Friday 14 August 2015

Ash dieback disease hits my neck of the woods

Death in our midst. Potentially healthy looking Ash saplings surround one that has already succumbed to the disease - will it be their turn next? 
Back on the 24th May 2013, I wrote a piece on this blog about Chalara dieback in Ash trees, saying that it spreading out of control across the country. Well, it’s arrived in my neck of the woods - here in central Hampshire, and I am now finding it fairly regularly, mainly in small and medium sized saplings, but in a couple of cases, in trees as high as 10 metres.

The disease was first confirmed in the UK in February 2012 when it was found in a consignment of infected trees sent from a nursery in the Netherlands to a nursery in Buckinghamshire. It has since spread to most parts of the UK.

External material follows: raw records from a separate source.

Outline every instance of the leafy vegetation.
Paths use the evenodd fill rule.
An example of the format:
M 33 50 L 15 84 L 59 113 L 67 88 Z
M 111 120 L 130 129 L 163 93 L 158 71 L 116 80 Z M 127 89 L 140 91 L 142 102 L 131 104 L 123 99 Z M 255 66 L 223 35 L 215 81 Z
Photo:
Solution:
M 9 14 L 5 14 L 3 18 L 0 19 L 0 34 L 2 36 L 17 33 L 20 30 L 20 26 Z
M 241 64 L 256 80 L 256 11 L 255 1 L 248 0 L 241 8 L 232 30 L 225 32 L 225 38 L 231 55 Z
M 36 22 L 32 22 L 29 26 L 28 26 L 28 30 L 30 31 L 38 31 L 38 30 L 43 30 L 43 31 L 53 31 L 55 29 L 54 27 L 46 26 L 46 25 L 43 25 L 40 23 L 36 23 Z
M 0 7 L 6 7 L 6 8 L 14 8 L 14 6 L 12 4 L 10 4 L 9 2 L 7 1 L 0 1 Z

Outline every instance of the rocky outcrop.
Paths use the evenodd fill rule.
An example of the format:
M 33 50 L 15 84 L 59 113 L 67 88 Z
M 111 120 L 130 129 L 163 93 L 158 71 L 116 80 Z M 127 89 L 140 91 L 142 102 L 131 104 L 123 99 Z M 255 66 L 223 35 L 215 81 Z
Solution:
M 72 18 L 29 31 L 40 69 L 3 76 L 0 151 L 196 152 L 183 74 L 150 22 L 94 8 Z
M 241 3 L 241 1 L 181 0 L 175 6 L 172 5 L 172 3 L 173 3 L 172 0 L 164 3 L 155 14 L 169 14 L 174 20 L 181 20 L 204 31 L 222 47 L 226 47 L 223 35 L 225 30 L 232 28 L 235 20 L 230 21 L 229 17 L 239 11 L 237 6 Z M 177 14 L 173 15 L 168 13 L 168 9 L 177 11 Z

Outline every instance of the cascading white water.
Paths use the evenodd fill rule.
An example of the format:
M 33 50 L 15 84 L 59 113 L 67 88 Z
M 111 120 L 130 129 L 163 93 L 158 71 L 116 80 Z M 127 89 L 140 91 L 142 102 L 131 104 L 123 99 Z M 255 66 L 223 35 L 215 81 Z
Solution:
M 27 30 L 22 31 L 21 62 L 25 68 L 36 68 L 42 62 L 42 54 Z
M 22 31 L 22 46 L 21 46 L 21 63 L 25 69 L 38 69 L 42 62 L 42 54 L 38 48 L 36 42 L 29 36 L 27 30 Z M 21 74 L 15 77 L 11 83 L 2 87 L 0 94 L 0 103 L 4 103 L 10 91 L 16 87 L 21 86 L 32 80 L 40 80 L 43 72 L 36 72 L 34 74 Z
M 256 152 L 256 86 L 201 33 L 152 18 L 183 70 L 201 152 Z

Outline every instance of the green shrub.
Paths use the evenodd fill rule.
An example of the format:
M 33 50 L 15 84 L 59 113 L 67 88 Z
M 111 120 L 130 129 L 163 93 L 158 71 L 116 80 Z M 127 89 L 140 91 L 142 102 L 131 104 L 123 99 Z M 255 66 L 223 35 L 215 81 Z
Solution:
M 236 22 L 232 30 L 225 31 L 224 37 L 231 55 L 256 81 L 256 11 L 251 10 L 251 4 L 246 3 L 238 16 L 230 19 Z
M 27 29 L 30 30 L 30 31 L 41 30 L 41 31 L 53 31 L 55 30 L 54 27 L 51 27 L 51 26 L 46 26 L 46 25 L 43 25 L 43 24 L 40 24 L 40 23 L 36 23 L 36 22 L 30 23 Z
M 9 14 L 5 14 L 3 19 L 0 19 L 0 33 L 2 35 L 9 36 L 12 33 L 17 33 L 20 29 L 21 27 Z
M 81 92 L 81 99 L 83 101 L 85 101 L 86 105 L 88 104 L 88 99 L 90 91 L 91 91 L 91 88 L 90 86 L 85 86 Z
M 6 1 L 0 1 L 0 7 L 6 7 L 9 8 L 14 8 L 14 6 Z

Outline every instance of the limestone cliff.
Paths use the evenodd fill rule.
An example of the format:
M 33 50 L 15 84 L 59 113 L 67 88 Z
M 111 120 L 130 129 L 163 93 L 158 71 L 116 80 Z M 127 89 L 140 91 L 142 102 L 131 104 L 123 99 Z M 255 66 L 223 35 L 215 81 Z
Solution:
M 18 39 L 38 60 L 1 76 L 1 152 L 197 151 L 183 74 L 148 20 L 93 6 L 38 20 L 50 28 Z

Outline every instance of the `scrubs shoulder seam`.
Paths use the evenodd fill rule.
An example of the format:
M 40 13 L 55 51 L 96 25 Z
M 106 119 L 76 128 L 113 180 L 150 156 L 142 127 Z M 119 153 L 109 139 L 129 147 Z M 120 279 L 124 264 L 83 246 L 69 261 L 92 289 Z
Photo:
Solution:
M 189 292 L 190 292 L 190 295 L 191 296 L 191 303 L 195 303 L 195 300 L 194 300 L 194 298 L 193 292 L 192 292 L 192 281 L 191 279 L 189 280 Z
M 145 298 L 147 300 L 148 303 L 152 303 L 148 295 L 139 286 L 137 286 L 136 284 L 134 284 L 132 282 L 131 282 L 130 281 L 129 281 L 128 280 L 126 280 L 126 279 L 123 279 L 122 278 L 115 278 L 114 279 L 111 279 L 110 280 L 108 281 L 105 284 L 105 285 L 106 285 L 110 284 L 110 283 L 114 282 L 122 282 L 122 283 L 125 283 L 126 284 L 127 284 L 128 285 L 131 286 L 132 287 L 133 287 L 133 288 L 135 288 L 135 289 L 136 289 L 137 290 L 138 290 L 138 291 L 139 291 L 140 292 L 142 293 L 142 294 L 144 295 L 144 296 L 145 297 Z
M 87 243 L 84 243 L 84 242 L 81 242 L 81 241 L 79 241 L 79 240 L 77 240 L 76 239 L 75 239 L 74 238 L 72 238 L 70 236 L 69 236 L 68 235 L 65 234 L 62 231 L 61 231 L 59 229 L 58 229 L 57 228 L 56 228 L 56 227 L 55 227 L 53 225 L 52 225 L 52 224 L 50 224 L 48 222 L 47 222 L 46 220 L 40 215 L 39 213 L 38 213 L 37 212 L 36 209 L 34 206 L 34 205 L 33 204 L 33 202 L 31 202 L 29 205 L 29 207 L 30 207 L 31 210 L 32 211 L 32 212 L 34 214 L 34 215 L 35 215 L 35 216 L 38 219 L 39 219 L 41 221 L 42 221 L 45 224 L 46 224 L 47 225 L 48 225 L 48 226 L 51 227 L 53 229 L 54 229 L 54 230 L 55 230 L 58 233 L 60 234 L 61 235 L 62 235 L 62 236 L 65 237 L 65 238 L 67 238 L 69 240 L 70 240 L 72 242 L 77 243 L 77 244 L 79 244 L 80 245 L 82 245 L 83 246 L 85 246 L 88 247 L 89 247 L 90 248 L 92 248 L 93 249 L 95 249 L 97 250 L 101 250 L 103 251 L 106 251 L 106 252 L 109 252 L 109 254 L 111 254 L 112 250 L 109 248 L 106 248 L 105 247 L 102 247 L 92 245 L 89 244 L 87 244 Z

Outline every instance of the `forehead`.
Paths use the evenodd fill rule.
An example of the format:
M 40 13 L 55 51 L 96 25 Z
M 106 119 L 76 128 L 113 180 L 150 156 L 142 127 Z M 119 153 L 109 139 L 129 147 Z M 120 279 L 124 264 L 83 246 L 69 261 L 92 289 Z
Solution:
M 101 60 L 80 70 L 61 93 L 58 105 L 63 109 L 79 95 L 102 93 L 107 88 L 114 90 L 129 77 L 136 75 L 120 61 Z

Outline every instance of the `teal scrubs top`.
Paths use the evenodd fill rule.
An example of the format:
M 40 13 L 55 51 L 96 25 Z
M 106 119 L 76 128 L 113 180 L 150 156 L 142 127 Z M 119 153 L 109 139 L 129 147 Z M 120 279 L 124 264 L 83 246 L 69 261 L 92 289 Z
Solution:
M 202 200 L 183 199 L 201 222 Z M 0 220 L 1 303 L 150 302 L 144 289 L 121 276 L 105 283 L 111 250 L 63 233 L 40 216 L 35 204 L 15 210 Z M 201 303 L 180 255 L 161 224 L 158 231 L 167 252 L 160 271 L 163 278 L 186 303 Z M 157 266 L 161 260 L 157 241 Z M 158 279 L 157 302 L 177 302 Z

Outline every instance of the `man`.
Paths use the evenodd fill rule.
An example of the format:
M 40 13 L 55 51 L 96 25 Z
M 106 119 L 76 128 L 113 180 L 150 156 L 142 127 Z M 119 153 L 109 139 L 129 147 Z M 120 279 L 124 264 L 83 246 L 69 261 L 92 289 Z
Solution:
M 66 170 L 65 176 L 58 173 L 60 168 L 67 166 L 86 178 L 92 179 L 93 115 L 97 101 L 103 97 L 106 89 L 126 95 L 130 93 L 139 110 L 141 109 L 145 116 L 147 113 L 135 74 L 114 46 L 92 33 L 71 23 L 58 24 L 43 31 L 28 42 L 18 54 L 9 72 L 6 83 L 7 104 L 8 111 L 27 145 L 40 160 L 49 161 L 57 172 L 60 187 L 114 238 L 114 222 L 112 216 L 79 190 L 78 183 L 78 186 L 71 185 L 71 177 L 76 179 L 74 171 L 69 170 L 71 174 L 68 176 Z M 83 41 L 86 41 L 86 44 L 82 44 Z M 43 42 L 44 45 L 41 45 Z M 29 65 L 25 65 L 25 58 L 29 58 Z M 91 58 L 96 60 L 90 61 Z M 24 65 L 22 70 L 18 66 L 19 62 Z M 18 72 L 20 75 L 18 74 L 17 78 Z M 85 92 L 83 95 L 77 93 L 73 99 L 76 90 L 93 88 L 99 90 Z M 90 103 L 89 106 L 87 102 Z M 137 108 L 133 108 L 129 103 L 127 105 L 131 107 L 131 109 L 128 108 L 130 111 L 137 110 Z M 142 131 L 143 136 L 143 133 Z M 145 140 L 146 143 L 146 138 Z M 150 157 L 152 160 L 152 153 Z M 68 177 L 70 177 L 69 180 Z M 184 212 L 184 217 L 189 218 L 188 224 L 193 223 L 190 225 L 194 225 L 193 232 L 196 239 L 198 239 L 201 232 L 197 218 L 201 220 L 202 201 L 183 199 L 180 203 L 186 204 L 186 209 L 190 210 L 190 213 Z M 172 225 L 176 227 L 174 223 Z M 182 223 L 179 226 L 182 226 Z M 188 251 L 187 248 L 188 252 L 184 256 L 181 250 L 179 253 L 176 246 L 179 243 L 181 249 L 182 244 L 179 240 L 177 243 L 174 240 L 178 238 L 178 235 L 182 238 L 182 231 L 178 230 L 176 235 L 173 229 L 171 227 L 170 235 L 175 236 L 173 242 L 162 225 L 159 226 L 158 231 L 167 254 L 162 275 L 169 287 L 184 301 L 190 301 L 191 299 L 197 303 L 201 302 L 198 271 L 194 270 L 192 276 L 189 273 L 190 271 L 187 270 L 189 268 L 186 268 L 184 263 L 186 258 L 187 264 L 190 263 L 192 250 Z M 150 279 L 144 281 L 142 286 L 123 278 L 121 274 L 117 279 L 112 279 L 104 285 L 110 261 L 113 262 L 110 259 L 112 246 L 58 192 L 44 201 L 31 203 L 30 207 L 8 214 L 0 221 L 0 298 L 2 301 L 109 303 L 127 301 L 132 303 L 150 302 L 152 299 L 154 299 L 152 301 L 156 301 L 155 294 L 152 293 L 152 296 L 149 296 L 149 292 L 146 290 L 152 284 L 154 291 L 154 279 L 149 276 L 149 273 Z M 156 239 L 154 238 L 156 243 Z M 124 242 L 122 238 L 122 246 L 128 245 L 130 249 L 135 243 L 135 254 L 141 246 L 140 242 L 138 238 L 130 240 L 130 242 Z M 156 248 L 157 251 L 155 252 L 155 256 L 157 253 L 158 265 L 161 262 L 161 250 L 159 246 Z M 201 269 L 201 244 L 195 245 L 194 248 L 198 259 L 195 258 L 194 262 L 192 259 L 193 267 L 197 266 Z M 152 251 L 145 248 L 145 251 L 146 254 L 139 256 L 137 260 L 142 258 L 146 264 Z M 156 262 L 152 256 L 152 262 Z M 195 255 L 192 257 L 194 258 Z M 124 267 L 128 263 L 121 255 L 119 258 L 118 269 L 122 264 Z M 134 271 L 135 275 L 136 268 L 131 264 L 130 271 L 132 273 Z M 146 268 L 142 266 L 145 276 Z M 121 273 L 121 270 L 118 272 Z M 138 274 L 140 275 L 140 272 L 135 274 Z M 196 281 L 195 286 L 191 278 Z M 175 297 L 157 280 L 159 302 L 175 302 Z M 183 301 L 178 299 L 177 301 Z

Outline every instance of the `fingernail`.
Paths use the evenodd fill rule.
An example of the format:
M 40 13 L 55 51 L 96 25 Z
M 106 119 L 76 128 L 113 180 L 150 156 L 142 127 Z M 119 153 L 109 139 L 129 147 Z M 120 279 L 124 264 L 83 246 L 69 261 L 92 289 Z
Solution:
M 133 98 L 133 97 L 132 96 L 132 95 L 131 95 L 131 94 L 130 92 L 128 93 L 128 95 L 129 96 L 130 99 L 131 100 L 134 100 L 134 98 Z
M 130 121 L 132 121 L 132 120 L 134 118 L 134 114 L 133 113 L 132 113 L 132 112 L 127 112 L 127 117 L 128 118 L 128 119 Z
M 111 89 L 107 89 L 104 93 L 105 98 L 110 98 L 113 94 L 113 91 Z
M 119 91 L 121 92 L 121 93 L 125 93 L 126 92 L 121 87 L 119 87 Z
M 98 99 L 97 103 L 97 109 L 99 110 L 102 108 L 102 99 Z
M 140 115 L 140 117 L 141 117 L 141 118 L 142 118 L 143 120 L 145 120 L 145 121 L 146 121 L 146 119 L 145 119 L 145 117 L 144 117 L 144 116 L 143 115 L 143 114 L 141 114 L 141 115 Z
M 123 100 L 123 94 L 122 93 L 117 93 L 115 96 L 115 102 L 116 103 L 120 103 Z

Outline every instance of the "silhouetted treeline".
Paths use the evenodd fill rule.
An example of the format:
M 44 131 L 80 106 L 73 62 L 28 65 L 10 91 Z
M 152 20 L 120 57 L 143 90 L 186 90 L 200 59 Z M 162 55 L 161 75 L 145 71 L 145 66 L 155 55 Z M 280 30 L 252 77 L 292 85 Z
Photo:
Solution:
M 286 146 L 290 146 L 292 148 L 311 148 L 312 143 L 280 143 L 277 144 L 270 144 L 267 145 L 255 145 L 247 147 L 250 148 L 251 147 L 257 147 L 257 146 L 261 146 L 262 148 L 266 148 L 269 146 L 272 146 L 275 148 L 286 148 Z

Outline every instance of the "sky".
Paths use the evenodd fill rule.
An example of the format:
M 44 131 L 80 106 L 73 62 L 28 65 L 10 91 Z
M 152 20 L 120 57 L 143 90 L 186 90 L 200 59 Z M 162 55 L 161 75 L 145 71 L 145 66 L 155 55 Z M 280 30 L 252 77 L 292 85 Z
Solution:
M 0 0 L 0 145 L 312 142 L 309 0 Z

At present we do not know what percentage of trees will become infected, but in Denmark well over 90% of Ash trees have succumbed to the disease. The hope is that our UK trees have a wider genetic base than on the continent, and the best hope for the long-term future of Britain's ash trees lies in identifying the genetic factors which enable some ash trees to tolerate or resist infection, and using these to breed new generations of tolerant ash trees for the future.


So, there is not much we can do but watch and see how the disease progresses throughout our native Ash trees, all the while hoping that a good number will be resistant and in time, spread their windblown, resilient keys (Ash seeds are called keys) to restock areas that have succumbed to this particularly nasty disease.